Incidentally, only about 1% of orally administered arginine is utilized for NO production, according to the researchers; the rest follows other pathways. In both the NO-producing pathway and one of the others (which produces urea), arginine is converted to citrulline in a cyclic series of reactions that lead, inevitably, back to arginine. That’s because citrulline, as noted above, has no other options.
- Schwedhelm E, Maas R, Freese R, Jung D, Lukacs Z, Jambrecina A, Spickler W, Schulze F, Böger RH. Pharmacokinetic and pharmacodynamic properties of oral L-citrulline and L-arginine: impact on nitric oxide metabolism. Brit J Clin Pharmacol 2007;65:51-9.
The Seeds Are Sown
So, did the researchers see the effect they were looking for with the combined VEGF and arginine treatment? Yes, to a small but significant degree, despite the numerous limitations (by their own account) in the design of this complex, challenging study. Although they could not recommend the treatment based on the study results, they saw in the latter the seeds of further research that they believe is likely to strengthen the role of arginine as a safe and effective adjunct to therapeutic angiogenesis, whose potential remains tantalizingly unrealized.
It’s worth noting that therapeutic angiogenesis for cardiovascular disease can be pursued at three different levels: (1) protein therapy, with VEGF or other angiogenic growth factors; (2) gene therapy, which involves manipulation of our DNA to produce angiogenic growth factors; and (3) cell therapy, in which endothelial progenitor cells are implanted to produce angiogenic growth factors. All of these techniques show promise, but none has yet shown significant success. (It’s also worth noting that over the past century, legions of quacks have used the term cell therapy and similar terms to promote all manner of bogus “cures” and “rejuvenation” schemes. Caveat emptor.)

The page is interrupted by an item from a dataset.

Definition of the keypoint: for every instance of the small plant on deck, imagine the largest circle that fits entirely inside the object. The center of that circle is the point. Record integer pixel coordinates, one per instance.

How Doth Your Garden Grow?
While we await further developments in therapeutic angiogenesis, it’s well to remember that supplementation with arginine has been used in a variety of clinical conditions, including high cholesterol, coronary artery disease, congestive heart failure, peripheral arterial disease, and sickle cell anemia, in attempts to improve vascular endothelial function mediated by NO. And it’s used in the elderly for the same purpose. You’re never too old to improve your “garden hoses.”
- Ruel M, Beanlands RS, Lortie M, Chan V, Camack N, deKemp RA,
Suuronen EJ, Rubens FD, DaSilva JN, Sellke FW, Stewart DJ, Mesana TG. Concomitant treatment with oral L-arginine improves the efficacy of surgical angiogenesis in patients with severe diffuse coronary artery disease: The Endothelial Modulation in Angiogenic Therapy randomized controlled trial. J Thorac Cardiovasc Surg 2008;135:762-70.
- Schwedhelm E, Maas R, Freese R, Jung D, Lukacs Z, Jambrecina A,
Spickler W, Schulze F, Böger RH. Pharmacokinetic and pharmacodynamic properties of oral L-citrulline and L-arginine: impact on nitric oxide metabolism. Brit J Clin Pharmacol 2007;65:51-9.
Will Block is the publisher and editorial director of Life Enhancement magazine.